TEXTES

Bertrand BEAUSSILLON

Le mystère du visible

Un rien de lumière, et tout autour l’obscurité, une manière de noir sidéral. Une forme se découpe, on en devine une infime partie, et force est d’imaginer ce que la nuit ne montre pas. Entre présence et absence, la beauté du monde, sans effusion ni tapages, spectacle murmurant, tamisé.

Les couleurs chuchotent, la peinture ici comme une poésie de l’intime.

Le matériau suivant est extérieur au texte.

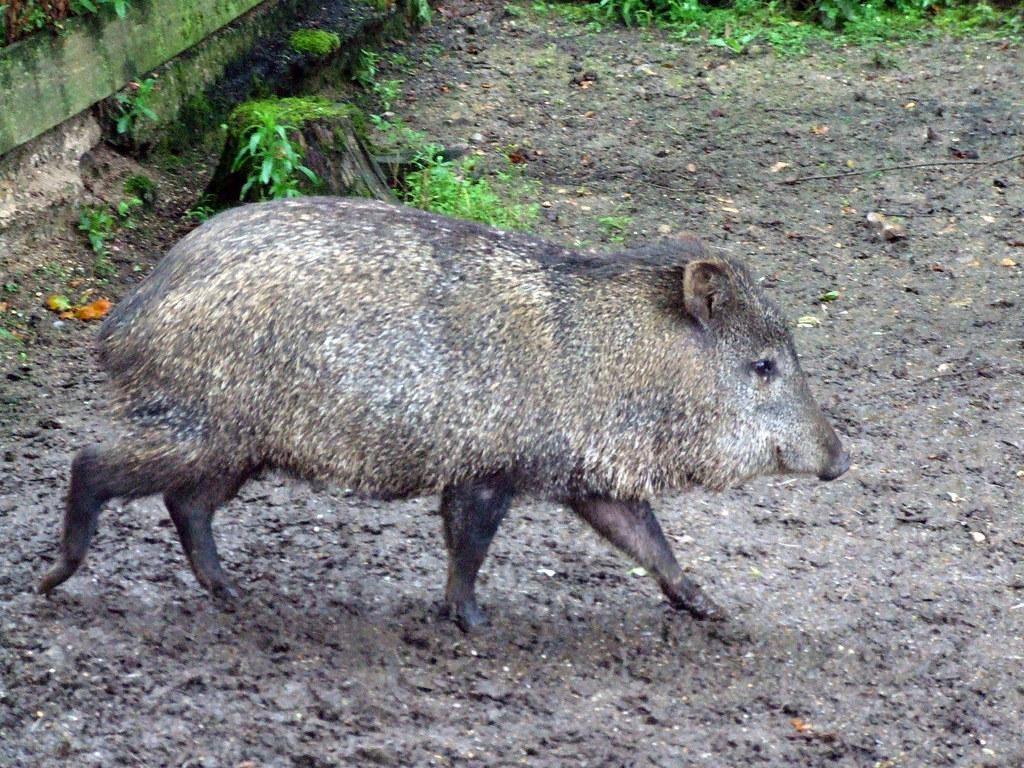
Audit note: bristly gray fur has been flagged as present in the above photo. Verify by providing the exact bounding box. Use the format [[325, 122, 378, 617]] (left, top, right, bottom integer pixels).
[[99, 198, 834, 499]]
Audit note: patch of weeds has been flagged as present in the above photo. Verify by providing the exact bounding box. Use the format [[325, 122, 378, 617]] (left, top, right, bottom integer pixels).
[[408, 0, 432, 25], [386, 51, 416, 75], [352, 48, 401, 112], [185, 196, 217, 224], [115, 78, 158, 138], [231, 104, 319, 200], [78, 206, 118, 255], [399, 144, 539, 229], [288, 30, 341, 57], [78, 198, 142, 280], [352, 48, 381, 90], [36, 261, 72, 283], [71, 0, 128, 18], [123, 173, 157, 208], [597, 216, 633, 243], [573, 0, 1024, 55]]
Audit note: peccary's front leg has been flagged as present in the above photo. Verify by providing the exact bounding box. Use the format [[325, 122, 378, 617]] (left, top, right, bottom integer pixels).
[[441, 475, 515, 632], [569, 499, 725, 621]]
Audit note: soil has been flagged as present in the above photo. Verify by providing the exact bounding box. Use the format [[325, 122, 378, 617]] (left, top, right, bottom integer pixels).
[[0, 2, 1024, 768]]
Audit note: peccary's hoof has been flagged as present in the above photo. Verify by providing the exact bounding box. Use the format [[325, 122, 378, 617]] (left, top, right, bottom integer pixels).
[[446, 600, 487, 633], [664, 577, 728, 622], [682, 595, 729, 622], [36, 560, 81, 595], [207, 580, 242, 611]]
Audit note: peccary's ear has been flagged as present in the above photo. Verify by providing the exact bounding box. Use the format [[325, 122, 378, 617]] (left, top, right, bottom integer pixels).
[[683, 259, 733, 326]]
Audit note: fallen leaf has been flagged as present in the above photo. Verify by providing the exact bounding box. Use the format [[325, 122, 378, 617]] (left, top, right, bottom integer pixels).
[[46, 293, 71, 312], [74, 299, 114, 321], [865, 211, 906, 241]]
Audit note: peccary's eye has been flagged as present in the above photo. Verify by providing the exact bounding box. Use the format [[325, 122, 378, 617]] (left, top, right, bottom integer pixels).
[[751, 357, 775, 381]]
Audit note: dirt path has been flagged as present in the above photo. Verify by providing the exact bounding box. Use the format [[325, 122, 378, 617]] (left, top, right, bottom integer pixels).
[[0, 4, 1024, 768]]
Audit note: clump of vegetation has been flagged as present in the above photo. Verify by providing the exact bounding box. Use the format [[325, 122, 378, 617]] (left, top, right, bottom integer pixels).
[[289, 30, 341, 56], [124, 173, 157, 208], [565, 0, 1024, 53], [231, 98, 331, 200], [399, 144, 539, 229], [78, 197, 142, 279], [115, 78, 157, 138]]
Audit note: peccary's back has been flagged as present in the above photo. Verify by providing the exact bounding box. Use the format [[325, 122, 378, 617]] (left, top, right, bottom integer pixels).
[[100, 198, 720, 495]]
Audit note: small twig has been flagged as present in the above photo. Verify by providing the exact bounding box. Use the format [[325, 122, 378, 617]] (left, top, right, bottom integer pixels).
[[778, 152, 1024, 186]]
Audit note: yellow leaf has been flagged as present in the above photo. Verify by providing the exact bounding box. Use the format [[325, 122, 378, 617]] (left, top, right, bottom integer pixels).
[[46, 293, 71, 312], [75, 299, 114, 321]]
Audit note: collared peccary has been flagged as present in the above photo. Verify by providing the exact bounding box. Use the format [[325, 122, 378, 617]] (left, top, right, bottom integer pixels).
[[40, 198, 850, 628]]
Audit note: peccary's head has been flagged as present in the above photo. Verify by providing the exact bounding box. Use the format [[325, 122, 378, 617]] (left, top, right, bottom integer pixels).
[[683, 257, 850, 488]]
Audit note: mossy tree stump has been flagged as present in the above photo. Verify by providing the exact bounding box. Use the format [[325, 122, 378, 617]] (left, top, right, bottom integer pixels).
[[206, 97, 393, 207]]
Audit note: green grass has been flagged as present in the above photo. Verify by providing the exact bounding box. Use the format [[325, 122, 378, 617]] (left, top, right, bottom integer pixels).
[[399, 145, 539, 229], [532, 0, 1024, 55]]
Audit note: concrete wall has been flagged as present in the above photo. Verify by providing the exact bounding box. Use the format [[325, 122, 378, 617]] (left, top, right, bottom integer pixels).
[[0, 0, 263, 156]]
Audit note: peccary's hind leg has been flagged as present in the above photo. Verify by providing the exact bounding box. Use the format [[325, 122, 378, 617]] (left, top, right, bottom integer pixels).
[[164, 472, 250, 602], [441, 475, 515, 632], [569, 499, 725, 621], [39, 442, 175, 594]]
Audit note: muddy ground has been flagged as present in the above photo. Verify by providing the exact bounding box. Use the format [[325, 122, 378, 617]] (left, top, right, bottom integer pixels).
[[0, 3, 1024, 768]]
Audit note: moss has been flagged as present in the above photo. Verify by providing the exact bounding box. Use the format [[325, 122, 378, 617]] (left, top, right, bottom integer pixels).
[[289, 30, 341, 56]]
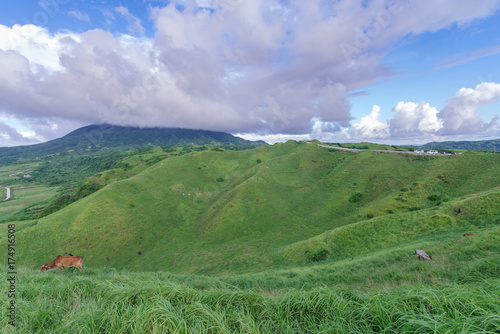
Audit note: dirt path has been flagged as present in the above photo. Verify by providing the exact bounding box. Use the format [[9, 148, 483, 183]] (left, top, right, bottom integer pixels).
[[318, 144, 450, 157]]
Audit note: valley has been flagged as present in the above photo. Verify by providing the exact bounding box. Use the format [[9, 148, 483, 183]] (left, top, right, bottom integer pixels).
[[0, 132, 500, 333]]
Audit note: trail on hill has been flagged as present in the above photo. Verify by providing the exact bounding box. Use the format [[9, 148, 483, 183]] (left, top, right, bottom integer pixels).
[[4, 188, 10, 201], [318, 144, 450, 156]]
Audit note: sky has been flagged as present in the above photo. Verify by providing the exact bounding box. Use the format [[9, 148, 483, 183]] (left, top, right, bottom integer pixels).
[[0, 0, 500, 146]]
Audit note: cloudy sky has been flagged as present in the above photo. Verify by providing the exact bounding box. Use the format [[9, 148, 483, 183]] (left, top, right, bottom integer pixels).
[[0, 0, 500, 146]]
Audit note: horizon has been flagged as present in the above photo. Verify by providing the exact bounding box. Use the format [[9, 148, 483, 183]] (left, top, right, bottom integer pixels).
[[0, 0, 500, 147], [0, 123, 500, 148]]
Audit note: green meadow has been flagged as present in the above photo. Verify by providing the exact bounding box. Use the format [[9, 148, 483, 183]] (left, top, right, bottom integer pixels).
[[0, 141, 500, 333]]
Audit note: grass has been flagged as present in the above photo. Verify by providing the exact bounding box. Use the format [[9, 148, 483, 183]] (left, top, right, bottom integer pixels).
[[0, 142, 500, 275], [0, 254, 500, 333], [0, 142, 500, 333]]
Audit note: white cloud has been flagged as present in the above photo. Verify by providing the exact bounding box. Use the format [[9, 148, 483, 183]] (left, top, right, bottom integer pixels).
[[389, 101, 443, 138], [438, 82, 500, 135], [351, 105, 389, 139], [115, 6, 146, 35], [0, 24, 76, 73], [0, 0, 500, 146], [66, 10, 90, 24]]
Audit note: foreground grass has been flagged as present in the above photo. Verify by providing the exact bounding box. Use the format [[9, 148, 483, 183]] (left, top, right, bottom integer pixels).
[[1, 268, 500, 333], [0, 226, 500, 333]]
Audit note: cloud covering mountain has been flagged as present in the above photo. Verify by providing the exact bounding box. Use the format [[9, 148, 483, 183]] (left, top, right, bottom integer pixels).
[[0, 0, 500, 146]]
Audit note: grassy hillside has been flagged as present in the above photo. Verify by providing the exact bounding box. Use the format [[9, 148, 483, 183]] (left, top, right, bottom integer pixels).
[[0, 219, 500, 333], [0, 141, 500, 275], [0, 141, 500, 333]]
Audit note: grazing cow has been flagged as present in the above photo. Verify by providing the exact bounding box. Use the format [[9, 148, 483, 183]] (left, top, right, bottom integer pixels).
[[38, 255, 83, 273], [415, 249, 432, 260]]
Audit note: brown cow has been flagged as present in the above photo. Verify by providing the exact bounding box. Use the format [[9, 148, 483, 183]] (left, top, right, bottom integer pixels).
[[38, 255, 83, 273], [415, 249, 432, 260]]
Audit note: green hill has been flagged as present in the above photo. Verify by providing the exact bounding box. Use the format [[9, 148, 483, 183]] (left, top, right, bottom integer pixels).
[[3, 141, 500, 275], [420, 139, 500, 152], [0, 124, 266, 166], [0, 141, 500, 333]]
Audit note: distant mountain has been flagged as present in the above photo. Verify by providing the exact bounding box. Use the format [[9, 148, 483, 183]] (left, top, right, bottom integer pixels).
[[0, 124, 266, 165], [420, 139, 500, 151]]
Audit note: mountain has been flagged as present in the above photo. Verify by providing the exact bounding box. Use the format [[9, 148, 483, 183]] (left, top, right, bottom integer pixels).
[[0, 124, 266, 165], [11, 141, 500, 275], [420, 139, 500, 151]]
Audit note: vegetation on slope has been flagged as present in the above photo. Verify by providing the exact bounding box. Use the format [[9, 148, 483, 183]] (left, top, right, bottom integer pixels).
[[421, 139, 500, 152], [0, 124, 266, 166], [3, 142, 500, 274], [0, 220, 500, 333]]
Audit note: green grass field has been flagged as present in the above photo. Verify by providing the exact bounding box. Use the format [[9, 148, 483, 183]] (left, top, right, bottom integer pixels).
[[0, 141, 500, 333]]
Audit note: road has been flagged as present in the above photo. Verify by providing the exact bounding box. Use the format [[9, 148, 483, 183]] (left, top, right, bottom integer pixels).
[[318, 144, 450, 156]]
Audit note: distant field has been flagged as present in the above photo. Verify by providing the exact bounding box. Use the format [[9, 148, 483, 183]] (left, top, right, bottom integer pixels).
[[0, 142, 500, 275], [0, 183, 57, 222], [0, 141, 500, 334]]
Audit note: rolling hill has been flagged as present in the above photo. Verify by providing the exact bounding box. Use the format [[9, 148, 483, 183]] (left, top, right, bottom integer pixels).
[[0, 124, 266, 166], [420, 139, 500, 152]]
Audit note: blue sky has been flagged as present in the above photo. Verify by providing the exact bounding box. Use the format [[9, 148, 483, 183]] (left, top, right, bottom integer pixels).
[[0, 0, 500, 146]]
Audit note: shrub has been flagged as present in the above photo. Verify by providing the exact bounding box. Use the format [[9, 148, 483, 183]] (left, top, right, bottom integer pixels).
[[427, 194, 441, 202], [307, 249, 329, 262], [349, 191, 363, 203], [210, 147, 224, 152]]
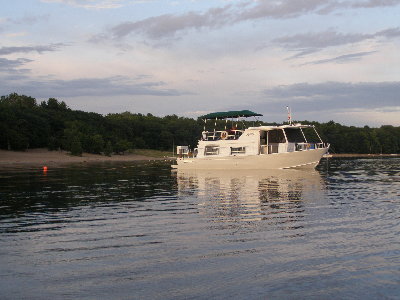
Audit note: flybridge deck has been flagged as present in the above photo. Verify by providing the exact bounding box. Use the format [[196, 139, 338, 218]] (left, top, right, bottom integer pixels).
[[173, 110, 329, 169]]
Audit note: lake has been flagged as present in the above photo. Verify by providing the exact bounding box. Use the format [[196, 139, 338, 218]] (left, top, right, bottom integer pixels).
[[0, 158, 400, 299]]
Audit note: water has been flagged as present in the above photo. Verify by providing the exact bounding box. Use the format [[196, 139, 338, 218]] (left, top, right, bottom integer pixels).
[[0, 158, 400, 299]]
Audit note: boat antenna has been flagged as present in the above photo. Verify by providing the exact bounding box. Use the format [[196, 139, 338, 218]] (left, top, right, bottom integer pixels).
[[286, 106, 292, 125]]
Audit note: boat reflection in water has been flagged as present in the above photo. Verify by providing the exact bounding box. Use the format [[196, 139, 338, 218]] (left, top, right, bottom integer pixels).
[[176, 169, 324, 229]]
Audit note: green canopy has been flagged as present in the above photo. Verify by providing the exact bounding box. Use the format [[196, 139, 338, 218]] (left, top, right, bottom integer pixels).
[[200, 110, 262, 120]]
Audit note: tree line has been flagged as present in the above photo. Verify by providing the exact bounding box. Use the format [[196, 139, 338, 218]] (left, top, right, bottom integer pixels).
[[0, 93, 400, 155]]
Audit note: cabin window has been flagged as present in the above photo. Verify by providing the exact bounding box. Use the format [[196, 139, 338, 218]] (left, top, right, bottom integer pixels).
[[204, 146, 219, 156], [285, 128, 306, 143], [231, 147, 246, 155], [268, 129, 286, 143]]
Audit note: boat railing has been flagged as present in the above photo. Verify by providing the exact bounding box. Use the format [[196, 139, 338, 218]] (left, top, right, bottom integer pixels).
[[296, 143, 328, 151], [201, 130, 244, 141]]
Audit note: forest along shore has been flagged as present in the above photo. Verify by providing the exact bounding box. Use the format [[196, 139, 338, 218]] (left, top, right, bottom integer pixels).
[[0, 149, 172, 168], [329, 153, 400, 158]]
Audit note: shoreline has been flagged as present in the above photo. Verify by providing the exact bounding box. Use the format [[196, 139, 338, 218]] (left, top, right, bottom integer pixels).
[[0, 148, 400, 168], [328, 153, 400, 158], [0, 149, 173, 168]]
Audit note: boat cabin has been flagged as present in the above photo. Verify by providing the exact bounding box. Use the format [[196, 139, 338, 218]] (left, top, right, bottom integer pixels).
[[186, 111, 326, 158]]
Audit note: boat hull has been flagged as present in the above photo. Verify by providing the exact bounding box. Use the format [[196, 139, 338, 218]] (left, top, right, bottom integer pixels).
[[172, 148, 328, 170]]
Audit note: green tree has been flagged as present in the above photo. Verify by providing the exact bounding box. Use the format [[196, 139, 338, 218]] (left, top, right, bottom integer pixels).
[[71, 136, 83, 156], [104, 141, 113, 156]]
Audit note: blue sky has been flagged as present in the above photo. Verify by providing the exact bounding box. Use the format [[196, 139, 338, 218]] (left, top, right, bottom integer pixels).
[[0, 0, 400, 126]]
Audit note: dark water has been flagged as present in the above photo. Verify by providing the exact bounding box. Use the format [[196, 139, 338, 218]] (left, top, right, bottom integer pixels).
[[0, 158, 400, 299]]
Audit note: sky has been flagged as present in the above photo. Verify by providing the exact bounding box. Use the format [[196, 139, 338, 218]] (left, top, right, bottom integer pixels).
[[0, 0, 400, 127]]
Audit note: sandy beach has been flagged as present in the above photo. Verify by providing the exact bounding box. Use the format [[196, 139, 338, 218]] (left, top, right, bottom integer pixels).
[[0, 149, 169, 168]]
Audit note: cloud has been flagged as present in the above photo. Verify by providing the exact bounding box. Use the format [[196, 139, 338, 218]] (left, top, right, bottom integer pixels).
[[106, 5, 231, 39], [272, 27, 400, 58], [0, 76, 185, 98], [263, 81, 400, 112], [10, 14, 50, 25], [0, 43, 66, 55], [303, 51, 377, 65], [0, 57, 33, 73], [41, 0, 124, 9], [94, 0, 399, 41]]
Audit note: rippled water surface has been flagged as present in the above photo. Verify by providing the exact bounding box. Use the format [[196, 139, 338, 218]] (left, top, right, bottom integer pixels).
[[0, 158, 400, 299]]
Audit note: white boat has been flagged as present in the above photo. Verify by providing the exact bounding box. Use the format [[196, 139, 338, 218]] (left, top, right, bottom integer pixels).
[[172, 110, 329, 170]]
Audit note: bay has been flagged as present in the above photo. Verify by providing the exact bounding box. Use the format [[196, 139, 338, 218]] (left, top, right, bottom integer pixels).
[[0, 158, 400, 299]]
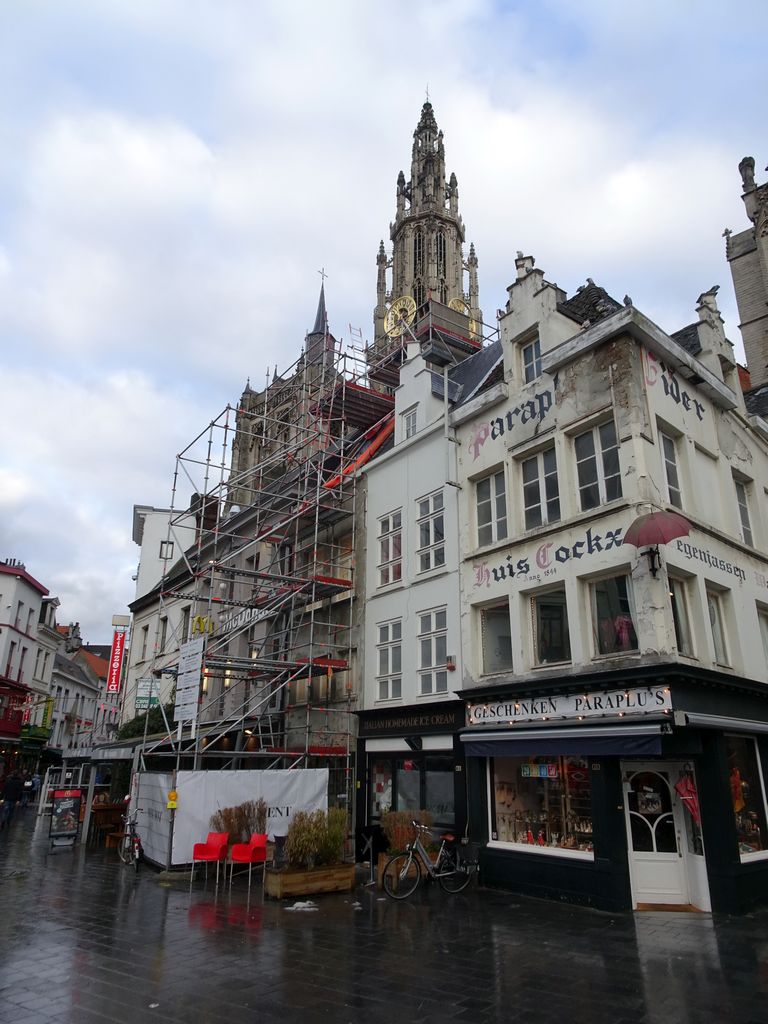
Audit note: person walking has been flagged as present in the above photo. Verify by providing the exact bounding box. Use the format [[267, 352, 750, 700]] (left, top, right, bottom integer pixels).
[[0, 771, 24, 828]]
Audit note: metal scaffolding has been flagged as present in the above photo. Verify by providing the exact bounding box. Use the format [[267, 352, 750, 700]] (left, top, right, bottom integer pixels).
[[125, 315, 409, 806]]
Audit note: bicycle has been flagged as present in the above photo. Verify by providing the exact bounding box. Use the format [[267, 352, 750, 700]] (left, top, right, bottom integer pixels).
[[382, 821, 477, 899], [118, 807, 142, 873]]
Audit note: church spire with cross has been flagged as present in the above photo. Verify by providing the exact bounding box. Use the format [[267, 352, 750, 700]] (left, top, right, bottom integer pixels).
[[304, 268, 336, 368], [374, 99, 482, 341]]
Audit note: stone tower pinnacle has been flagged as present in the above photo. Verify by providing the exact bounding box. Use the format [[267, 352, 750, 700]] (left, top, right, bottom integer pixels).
[[724, 157, 768, 387], [374, 101, 482, 341]]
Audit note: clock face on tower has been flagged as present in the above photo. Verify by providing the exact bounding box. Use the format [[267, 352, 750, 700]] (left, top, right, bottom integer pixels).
[[384, 295, 416, 338]]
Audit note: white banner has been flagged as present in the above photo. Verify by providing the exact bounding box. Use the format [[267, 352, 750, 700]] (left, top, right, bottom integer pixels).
[[130, 772, 173, 867], [467, 686, 672, 726], [171, 768, 328, 864]]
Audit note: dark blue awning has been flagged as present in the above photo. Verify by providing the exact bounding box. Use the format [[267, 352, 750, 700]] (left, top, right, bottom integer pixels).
[[461, 723, 662, 758]]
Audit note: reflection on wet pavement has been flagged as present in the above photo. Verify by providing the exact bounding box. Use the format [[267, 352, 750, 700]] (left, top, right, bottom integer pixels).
[[0, 811, 768, 1024]]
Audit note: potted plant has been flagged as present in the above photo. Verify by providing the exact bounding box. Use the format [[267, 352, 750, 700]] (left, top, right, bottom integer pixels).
[[209, 799, 267, 846], [264, 807, 354, 899], [376, 808, 432, 889]]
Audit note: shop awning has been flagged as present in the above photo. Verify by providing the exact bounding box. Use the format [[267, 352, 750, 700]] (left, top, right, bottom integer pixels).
[[460, 722, 662, 758]]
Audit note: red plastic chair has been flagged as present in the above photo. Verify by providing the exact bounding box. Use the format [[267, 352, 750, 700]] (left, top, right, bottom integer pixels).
[[229, 833, 267, 895], [189, 833, 229, 891]]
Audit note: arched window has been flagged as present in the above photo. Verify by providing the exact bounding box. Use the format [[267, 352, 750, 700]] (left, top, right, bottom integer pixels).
[[437, 231, 445, 278], [414, 228, 424, 278]]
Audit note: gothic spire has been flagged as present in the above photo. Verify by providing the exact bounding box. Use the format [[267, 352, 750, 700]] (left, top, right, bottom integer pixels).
[[309, 282, 328, 337], [304, 282, 336, 367]]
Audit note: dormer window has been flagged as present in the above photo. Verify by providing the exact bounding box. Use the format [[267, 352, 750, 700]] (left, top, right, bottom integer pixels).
[[402, 406, 416, 440], [522, 338, 542, 384]]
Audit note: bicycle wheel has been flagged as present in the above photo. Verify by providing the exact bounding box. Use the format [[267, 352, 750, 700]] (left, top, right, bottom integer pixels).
[[118, 833, 133, 864], [382, 853, 421, 899], [436, 849, 472, 893]]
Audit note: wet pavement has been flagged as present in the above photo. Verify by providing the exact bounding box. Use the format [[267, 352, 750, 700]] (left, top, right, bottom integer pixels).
[[0, 811, 768, 1024]]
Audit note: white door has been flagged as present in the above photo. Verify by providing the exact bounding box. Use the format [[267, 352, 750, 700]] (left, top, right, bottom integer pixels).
[[622, 763, 691, 906]]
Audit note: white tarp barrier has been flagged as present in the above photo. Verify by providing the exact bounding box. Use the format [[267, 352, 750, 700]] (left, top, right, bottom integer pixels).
[[171, 768, 328, 864], [130, 772, 173, 867]]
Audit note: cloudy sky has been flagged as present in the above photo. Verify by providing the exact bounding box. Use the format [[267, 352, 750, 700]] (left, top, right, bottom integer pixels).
[[0, 0, 768, 642]]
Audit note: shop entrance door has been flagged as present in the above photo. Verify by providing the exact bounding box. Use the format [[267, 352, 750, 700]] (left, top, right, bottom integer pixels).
[[622, 762, 711, 910]]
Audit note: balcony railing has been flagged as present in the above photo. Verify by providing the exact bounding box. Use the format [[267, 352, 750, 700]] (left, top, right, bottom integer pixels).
[[0, 708, 23, 737]]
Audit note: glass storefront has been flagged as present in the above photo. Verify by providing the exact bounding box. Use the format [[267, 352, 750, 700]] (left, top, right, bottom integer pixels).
[[370, 754, 456, 825], [725, 736, 768, 858], [490, 756, 593, 856]]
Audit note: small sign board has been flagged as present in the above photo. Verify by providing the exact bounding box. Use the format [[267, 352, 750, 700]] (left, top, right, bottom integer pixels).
[[134, 676, 160, 711], [48, 790, 83, 846], [173, 636, 206, 722]]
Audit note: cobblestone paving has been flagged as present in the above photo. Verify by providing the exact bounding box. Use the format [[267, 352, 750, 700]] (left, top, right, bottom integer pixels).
[[0, 810, 768, 1024]]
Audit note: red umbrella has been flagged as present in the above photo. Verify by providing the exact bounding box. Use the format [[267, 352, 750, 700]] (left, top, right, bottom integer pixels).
[[622, 512, 691, 548], [622, 511, 691, 579]]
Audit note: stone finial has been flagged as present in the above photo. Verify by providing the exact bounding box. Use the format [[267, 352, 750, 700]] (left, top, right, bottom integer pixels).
[[515, 258, 536, 281], [738, 157, 755, 191], [696, 285, 720, 321]]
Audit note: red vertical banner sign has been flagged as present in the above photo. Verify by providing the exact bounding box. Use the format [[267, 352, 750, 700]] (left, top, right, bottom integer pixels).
[[106, 630, 125, 693]]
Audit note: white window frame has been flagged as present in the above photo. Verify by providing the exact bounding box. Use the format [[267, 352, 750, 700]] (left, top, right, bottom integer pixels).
[[475, 469, 509, 548], [529, 585, 573, 667], [573, 419, 623, 512], [520, 444, 562, 529], [376, 618, 402, 701], [707, 587, 731, 669], [733, 476, 755, 548], [668, 573, 694, 657], [589, 572, 640, 657], [520, 335, 542, 384], [376, 509, 402, 587], [758, 605, 768, 665], [417, 605, 447, 697], [416, 490, 445, 572], [658, 428, 683, 509], [479, 599, 513, 676], [402, 406, 418, 440]]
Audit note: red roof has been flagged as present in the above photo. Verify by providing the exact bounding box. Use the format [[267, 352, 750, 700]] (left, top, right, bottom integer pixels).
[[0, 562, 48, 597], [76, 647, 110, 679]]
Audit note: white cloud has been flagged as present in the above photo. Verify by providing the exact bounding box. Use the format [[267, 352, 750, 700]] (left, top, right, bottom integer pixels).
[[0, 0, 768, 640]]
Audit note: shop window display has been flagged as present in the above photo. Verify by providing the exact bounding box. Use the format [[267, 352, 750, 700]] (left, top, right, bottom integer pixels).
[[370, 755, 455, 827], [492, 756, 593, 856], [725, 736, 768, 857]]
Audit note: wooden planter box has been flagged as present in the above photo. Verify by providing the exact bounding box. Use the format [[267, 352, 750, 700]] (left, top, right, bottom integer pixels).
[[264, 864, 354, 899]]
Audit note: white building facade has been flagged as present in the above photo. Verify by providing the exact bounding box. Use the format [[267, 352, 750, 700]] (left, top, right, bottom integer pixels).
[[453, 257, 768, 912]]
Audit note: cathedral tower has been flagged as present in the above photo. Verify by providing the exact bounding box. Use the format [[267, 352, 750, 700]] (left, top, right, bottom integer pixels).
[[374, 101, 482, 347]]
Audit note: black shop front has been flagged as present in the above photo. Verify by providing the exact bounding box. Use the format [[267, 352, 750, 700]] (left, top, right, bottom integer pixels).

Ce qu’il faut de patience pour révéler à notre regard les surfaces à peine suggérées d’objets ou d’édifices dont il est vain de s’interroger sur la nature. Ce qu’il faut de ténacité pour figer ainsi le silence lancinant de ces structures imprégnées de mystère.

Les ombres palpitent, la peinture ici comme vibration de l’insondable.

Il serait tellement plus simple de capter de notre quotidien les péripéties outrancières, les burlesques embardées, les incohérentes saillies, au lieu de quoi Bertrand Beaussillon préfère s’en tenir à une écriture toute en retenue, en finesse.

Sa peinture est une immersion dans un monde inanimé auquel des lueurs envoûtantes viennent apporter un frémissement de vie. Il faut juste se laisser absorber, accepter de cheminer dans l’ombre, et s’abreuver à ces teintes subtiles qui résonnent en nous comme le feraient les vibrations légères d’une mélodie envoûtante.

Les plans s’imbriquent, se jaugent, la peinture ici comme poésie du rythme.

Libre à qui en ressent la nécessité de réconforter son œil en reconnaissant dans telle ou telle forme une petite part tangible du monde réel. Aux frontières de l’abstraction, il nous offre un moment d’osmose avec un univers où la lumière et la couleur ont épousé la même cause, et nous permet un regard autre sur les choses visibles de ce monde-ci.

De la substance nocturne émerge une harmonie d’une infinie poésie, un univers pictural à part dans le paysage contemporain, totalement intemporel.

Baignée de silence, cette peinture est en vérité l’incarnation du mystère du visible et interroge habilement notre regard sur le monde.